Ques. How did the Peruvians bury their dead?

Ans. The body was embalmed, not, as in Egypt, with gums and spices, but by simple exposure to the cold, dry and rarefied atmosphere of the mountains. The mummies are generally in a sitting posture. As the Peruvians imagined that the wants and occupations of men would be the same beyond the grave as in this life, costly apparel, arms, utensils and sometimes treasures were placed in the tomb of a deceased noble. That he might not lack attendance and society, his favorite wives and domestics were sacrificed on his tomb.

The Peruvians believed in an evil spirit whom they called Cupay, but they did not attempt to propitiate him by any form of worship. Cupay seems, in fact, to have been only a personification of sin.

[292]

SUPPLEMENT.

A BRIEF NOTICE OF AUTHORS, ETC., MENTIONED IN THIS VOLUME.

ÆSCHYLUS,

The earliest of the Greek dramatists, was born at Eleusis in Attica, 525 B. C. He distinguished himself in the battles of Marathon, Salamis and Platæa. Æschylus has been called the father of Grecian tragedy, as he was the first to give rules to the dialogue, and define the duties of the chorus; he also planned the dress of the actors, the scenery and the whole mechanism of the stage. Æschylus wrote sixty-six dramas, in thirteen of which he obtained the victory over all his competitors. He was at length defeated by a younger rival, Sophocles. He retired the same year to the court of Hiero, king of Syracuse, and some writers attribute this step to the mortification felt by the poet on this occasion. Others say that he was accused as guilty of profanity in exhibiting on the stage certain things connected with the Eleusinian mysteries. The people were about to stone him, when he was saved by the presence of mind of his brother Aminias. The latter had [293] won much glory in the Persian war, and now, while interceding for his brother he dexterously dropped his mantle so as to expose the stump of the arm he had lost at Salamis. The silent appeal was not without its effect on the impulsive Athenians, and Æschylus was pardoned. He deemed it prudent, however, to retire to Sicily, where he was kindly entertained by Hiero. His death is said to have occurred in a very extraordinary manner.
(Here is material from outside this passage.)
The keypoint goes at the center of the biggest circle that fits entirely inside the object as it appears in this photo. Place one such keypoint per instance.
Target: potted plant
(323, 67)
As he slept in the fields, an eagle which was flying over him with a tortoise in his claws, mistook the bald head of the poet for a stone. The bird dropped the tortoise for the purpose of breaking the shell, and he was killed by the blow, thus verifying a prophecy that his death would come from on high.

Of the dramas written by Æschylus, but seven remain. Of these, the most admired is the “Prometheus Chained.” The subject is the punishment of Prometheus on Mount Caucasus; the scenery is grand and terrific, and all the persons of the drama are divinities.